Church’s survival does not depend on its entertainment value
■ Michael Kelly’s article on the state of the Catholic Church in Ireland (Irish Independent, October 13), arising from Paul Melia’s analysis of the Census
2016, is concise and, in some respects, hits the nail on the head. However, as its approach is basically secular, it doesn’t get to the kernel of the matter, especially regarding the Catholic Church.
This secular approach is exemplified in the last paragraph which reads, “...if you were a young family considering a return to church, would you be more likely to want to attend a vibrant, packed church with excellent music and relevant preaching or a small group of people huddling together for warmth in an over-sized building hoping against the odds for renewal to come from the sky?”

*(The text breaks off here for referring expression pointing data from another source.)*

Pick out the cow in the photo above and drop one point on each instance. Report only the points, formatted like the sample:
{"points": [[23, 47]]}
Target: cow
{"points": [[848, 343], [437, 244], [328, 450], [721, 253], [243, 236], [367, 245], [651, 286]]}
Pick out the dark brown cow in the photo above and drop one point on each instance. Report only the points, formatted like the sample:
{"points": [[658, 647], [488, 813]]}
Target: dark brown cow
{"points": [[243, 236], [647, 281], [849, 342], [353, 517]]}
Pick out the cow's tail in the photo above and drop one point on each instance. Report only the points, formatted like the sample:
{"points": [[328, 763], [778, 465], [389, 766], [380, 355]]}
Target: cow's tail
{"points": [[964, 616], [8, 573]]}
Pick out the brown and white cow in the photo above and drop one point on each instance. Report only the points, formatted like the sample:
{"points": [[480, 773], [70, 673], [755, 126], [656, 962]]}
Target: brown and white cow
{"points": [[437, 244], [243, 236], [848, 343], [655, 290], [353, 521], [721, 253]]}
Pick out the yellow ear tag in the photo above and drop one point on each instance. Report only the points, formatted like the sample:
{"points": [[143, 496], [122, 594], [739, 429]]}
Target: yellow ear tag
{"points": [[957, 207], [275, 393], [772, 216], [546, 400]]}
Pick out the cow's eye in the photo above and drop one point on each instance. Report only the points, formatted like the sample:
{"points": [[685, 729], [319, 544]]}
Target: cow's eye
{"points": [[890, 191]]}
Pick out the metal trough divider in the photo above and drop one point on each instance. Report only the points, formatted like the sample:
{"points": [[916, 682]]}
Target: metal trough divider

Let me begin by stating that it is quite amazing that 3.7 million people in Ireland, in 2016, stated that they were Catholics.
Reading certain newspapers, or watching TV in Ireland, the impression given is that only a small, timid, fringe group of Irish adhere to Catholicism and that the enlightened, noisy, great majority have no religious belief whatsoever – when in fact the opposite is the case; only 481,388 claimed no religious belief in the
2016 Census.
Anyone with even a cursory knowledge of Catholicism knows that, in the early centuries of its beginnings, its adherents were small scattered groups, huddling together in mortal fear of their lives.
It didn’t depend for its existence on happy-clappy, warm and packed vibrant churches.
Many early Christians back then, like their religious founder, were crucified or, literally, thrown to the lions for the entertainment of the anti-Christian mobs.
The core beliefs of Catholicism do not depend on their entertainment value; if that were not so, it would have vanished from the Earth a long time ago, and especially so in Ireland.